William Shakespeare’s tragedy Antony and Cleopatra (First Folio title: The Tragedie of Anthonie, and Cleopatra) is set in Egypt. In roughly 1607, the play was first performed by the King’s Men at either the Blackfriars Theatre or the Globe Theatre; it was first printed in the Folio of 1623.

The Roman Empire was ruled by three individuals after Julius Caesar’s death: Mark Antony, Octavius Caesar, and Lepidus.

Antony and Octavius Caesar argue in Rome about Antony’s adventures in Egypt. They eventually conclude that a political marriage between Antony and Octavia, Caesar’s sister, will seal their partnership.
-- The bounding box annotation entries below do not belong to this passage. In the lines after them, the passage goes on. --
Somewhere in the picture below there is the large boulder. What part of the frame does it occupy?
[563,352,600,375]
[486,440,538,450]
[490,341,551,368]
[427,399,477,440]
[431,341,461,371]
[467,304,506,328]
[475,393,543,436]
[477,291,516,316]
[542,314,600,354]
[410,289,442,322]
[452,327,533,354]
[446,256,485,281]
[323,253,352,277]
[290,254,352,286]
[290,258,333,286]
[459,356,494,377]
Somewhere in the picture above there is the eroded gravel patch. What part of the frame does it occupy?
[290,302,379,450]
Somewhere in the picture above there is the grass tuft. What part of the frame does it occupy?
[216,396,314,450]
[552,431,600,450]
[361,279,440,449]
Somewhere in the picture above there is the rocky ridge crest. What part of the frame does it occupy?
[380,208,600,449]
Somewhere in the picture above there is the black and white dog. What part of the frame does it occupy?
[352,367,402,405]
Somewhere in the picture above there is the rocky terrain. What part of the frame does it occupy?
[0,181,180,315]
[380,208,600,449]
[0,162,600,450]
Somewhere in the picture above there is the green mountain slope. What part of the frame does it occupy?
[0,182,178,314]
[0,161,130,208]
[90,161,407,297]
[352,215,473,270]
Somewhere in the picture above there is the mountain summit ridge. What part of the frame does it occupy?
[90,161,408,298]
The word of Antony’s marriage reaches Cleopatra. She realises that Octavia offers no true romantic challenge after a bout of wrath and envy. When Antony and Octavia arrive in Athens, they discover that Caesar has broken his peace arrangement with Pompey and attacked him.

Antony, humiliated by his love for Cleopatra, decides to attack Caesar on land. After repeated foreshadowings of Antony’s presumably certain demise, his army begins to lose faith in him.

Cleopatra can’t stand the prospect of becoming a Roman prisoner. She has a countryman bring her deadly snakes in a basket when Caesar assumes she is now his prisoner.